Jeotermal kaynaklar, küresel elektrik talebinin 140 katını karşılayabilecek bir kapasite sunuyor. Jeotermal enerjinin potansiyeli, daha derinlerdeki yüksek sıcaklık kaynaklarına erişim sağlandıkça da artış gösteriyor. Yeni sondaj teknolojileri sayesinde, 3 km’nin altındaki derinliklerdeki kaynaklara erişim sağlanarak neredeyse tüm ülkelerde jeotermal potansiyel açığa çıkarılabiliyor. 8 km’nin altındaki derinliklerdeki ısı kaynakları kullanıldığında ise yaklaşık 600 TW’lık jeotermal kapasite elde edilebiliyor ve bu santraller 25 yıl boyunca işletilebiliyor.

Jeotermal kaynaklara yatırım 2,5 trilyon doları aşabilir

Hükümetler, enerji sağlayıcıları ile petrol ve gaz şirketleri, jeotermal enerjiye yatırım fırsatları aramaya devam ediyor. Eğer  yeni nesil jeotermal teknolojilerde büyük maliyet düşüşleri sağlanabilirse, bu alandaki toplam yatırımların 2035 yılına kadar 1 trilyon ABD dolarına, 2050 yılına kadar ise 2,5 trilyon ABD dolarına ulaşabileceği öngörülüyor. Rapor, jeotermal enerjiye yıllık yatırım miktarının, mevcut durumda kara tipi rüzgâr enerjisine yapılan küresel yatırımları bile aşarak 140 milyar ABD doları seviyesine ulaşabileceğini belirtiyor.
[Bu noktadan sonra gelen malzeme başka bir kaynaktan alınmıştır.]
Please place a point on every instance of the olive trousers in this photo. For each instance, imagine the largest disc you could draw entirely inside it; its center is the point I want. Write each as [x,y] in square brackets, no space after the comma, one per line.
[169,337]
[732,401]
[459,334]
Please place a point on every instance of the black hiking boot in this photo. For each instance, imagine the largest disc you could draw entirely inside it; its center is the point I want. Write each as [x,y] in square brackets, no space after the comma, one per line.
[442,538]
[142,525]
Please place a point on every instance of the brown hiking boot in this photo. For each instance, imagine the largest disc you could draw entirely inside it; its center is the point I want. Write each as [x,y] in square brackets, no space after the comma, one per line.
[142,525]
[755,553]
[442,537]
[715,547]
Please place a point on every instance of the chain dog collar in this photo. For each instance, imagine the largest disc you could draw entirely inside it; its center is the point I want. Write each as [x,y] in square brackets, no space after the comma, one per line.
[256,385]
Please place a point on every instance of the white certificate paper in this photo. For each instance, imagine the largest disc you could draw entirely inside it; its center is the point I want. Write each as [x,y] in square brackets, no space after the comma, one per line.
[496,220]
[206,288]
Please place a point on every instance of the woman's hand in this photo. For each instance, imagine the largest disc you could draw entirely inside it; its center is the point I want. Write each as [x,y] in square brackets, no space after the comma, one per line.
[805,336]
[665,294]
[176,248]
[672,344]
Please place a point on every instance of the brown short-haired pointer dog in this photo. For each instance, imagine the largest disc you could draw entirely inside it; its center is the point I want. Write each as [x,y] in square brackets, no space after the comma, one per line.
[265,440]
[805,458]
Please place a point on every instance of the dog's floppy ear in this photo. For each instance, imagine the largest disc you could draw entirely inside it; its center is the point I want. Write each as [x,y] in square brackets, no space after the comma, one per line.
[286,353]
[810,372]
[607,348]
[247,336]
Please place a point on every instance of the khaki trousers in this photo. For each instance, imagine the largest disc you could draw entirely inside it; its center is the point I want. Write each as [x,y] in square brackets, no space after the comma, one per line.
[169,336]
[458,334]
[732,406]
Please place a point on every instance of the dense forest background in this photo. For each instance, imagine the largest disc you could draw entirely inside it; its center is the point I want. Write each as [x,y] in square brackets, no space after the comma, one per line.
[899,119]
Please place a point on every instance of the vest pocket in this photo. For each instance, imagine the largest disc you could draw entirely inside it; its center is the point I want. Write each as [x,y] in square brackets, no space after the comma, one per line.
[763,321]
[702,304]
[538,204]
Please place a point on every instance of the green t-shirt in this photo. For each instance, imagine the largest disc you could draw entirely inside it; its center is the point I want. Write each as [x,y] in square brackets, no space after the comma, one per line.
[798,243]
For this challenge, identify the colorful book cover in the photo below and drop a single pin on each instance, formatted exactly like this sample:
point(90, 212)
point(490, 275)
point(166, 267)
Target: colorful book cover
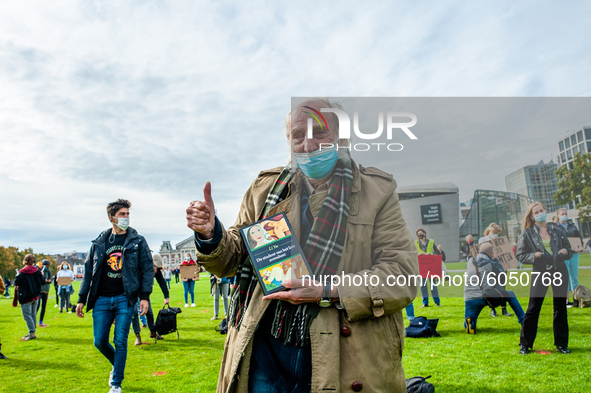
point(276, 255)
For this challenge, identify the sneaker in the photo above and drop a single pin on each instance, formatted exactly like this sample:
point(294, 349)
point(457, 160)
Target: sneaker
point(469, 328)
point(563, 350)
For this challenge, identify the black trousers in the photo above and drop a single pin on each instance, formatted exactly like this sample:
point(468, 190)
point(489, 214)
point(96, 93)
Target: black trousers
point(42, 304)
point(537, 294)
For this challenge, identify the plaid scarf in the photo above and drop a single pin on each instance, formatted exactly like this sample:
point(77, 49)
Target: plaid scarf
point(323, 250)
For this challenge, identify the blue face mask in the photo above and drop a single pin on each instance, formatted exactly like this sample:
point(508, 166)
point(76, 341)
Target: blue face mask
point(318, 164)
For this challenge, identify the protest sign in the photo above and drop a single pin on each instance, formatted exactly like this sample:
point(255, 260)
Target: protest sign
point(429, 265)
point(473, 250)
point(576, 244)
point(504, 252)
point(65, 281)
point(189, 272)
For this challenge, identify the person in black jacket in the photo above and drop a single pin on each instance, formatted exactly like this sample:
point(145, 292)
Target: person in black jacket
point(28, 284)
point(546, 246)
point(135, 322)
point(118, 270)
point(572, 264)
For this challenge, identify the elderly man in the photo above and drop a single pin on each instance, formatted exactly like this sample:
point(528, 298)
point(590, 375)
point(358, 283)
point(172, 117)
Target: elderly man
point(477, 282)
point(349, 223)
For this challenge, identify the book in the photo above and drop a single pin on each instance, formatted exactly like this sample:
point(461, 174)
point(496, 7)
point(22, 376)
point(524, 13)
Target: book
point(275, 253)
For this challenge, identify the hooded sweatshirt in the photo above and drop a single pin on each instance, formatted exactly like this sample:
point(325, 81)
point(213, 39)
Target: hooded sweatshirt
point(29, 282)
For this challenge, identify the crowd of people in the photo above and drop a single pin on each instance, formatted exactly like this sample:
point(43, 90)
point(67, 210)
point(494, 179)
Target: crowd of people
point(270, 337)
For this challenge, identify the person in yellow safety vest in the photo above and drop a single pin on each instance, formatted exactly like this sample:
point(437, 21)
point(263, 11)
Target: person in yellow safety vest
point(427, 246)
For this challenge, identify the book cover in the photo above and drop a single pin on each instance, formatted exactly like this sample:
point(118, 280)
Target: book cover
point(275, 253)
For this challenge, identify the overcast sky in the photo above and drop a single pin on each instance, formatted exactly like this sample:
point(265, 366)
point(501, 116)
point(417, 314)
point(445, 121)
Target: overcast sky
point(147, 100)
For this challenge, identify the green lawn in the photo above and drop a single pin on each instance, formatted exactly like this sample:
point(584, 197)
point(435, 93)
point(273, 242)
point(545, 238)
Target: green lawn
point(64, 358)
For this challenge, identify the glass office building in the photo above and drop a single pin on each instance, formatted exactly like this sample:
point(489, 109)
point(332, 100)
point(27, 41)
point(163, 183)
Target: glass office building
point(539, 182)
point(504, 208)
point(577, 142)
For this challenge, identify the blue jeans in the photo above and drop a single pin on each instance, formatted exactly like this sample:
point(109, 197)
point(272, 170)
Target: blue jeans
point(425, 292)
point(277, 367)
point(189, 287)
point(572, 265)
point(410, 312)
point(107, 309)
point(475, 306)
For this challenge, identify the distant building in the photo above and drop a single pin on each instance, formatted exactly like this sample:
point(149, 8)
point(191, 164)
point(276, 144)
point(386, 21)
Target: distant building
point(435, 208)
point(504, 208)
point(173, 256)
point(576, 142)
point(539, 182)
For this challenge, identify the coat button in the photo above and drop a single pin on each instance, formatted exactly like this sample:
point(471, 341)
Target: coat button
point(345, 331)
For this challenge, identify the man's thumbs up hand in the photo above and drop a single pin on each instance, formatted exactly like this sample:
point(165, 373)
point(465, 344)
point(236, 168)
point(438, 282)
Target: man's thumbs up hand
point(201, 215)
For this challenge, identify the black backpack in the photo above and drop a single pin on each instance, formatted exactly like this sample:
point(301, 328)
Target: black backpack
point(422, 327)
point(419, 385)
point(166, 321)
point(223, 327)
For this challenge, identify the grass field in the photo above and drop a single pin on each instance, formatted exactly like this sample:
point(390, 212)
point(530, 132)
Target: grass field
point(63, 358)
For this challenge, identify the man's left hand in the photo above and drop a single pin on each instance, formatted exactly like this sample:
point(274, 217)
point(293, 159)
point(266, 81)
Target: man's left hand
point(299, 293)
point(144, 305)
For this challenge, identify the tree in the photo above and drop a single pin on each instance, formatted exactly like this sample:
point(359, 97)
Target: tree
point(575, 185)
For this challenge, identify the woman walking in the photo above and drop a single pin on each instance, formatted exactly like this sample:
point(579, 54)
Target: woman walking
point(572, 264)
point(44, 291)
point(65, 290)
point(189, 285)
point(546, 246)
point(28, 284)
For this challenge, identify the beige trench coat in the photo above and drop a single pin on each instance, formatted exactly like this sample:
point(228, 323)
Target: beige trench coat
point(377, 243)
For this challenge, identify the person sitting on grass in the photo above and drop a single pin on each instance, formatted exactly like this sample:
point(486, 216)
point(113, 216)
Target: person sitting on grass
point(477, 283)
point(135, 321)
point(492, 232)
point(28, 284)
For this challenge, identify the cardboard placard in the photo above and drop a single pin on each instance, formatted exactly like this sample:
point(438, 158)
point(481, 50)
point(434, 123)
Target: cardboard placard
point(504, 252)
point(189, 272)
point(429, 265)
point(65, 281)
point(576, 244)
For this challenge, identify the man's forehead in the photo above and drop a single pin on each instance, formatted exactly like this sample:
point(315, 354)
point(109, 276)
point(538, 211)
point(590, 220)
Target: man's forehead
point(301, 112)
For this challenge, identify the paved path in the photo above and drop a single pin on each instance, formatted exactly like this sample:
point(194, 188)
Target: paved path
point(516, 270)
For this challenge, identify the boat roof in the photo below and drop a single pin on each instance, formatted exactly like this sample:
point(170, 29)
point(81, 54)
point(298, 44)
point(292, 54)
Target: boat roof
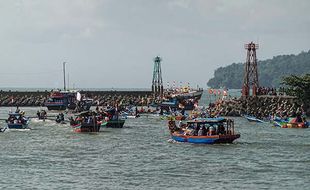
point(85, 113)
point(15, 114)
point(208, 120)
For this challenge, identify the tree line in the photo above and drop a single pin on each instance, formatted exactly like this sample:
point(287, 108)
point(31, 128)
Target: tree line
point(270, 72)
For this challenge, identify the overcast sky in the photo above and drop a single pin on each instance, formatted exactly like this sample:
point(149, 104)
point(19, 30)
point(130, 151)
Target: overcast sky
point(112, 43)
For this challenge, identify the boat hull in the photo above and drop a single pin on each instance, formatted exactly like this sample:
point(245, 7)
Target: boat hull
point(114, 124)
point(213, 139)
point(86, 128)
point(253, 119)
point(18, 126)
point(56, 107)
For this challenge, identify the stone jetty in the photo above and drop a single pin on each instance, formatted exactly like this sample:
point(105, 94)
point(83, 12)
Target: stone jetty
point(101, 98)
point(260, 106)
Jeotermal enerji, soğutma sistemlerinden elektrikli araçlara ve veri merkezlerine kadar artan küresel elektrik talebini karşılamak için önemli bir potansiyel taşıyor. Jeotermal enerji, kömürle çalışan enerji santrallerinden uzaklaşmayı hedefleyen Çin, Hindistan ve Güneydoğu Asya gibi bölgeler için değerli bir alternatif olarak öne çıkıyor. Çin, Amerika Birleşik Devletleri ve Hindistan, gelecek nesil jeotermal elektrikte en büyük pazar potansiyeline sahip konumda yer alıyor ve bu üç ülke küresel toplamın dörtte üçünü oluşturuyor.

Jeotermal enerjinin yaygınlaşması için politika desteği gerekiyor

Rapor, jeotermal enerji projelerinde maliyetlerin düşürülmesi için politika desteğinin önemini vurguluyor. Doğru destekle, jeotermal enerji maliyetlerinin 2035 yılına kadar yüzde 80 oranında düşebileceği tahmin ediliyor. Bu maliyet düşüşü, jeotermal enerjiyi hidro, nükleer ve biyoenerjiyle rekabet edebilir bir seviyeye taşıyabiliyor.

Öte yandan jeotermal projelerin devreye alınması için gereken sürenin, bürokratik süreçler nedeniyle on yılı bulabileceği düşünülüyor. Bu nedenle, hükümetlerin izin süreçlerini basitleştirmesi ve çevresel standartları koruyarak proje geliştirmeyi hızlandırması kritik önem taşıyor.

Günümüzde jeotermal sektöründe yaklaşık 145 bin kişi istihdam ediliyor ve bu sayının on yıl içinde 1 milyona çıkması bekleniyor. Ancak sektörde yeterli sayıda nitelikli iş gücünün bulunmaması da önemli bir sorun olarak öne çıkıyor. Bu sorunu çözmek için üniversite programları, çıraklık eğitimleri ve uluslararası eğitim merkezlerine destek sağlanması gerekiyor.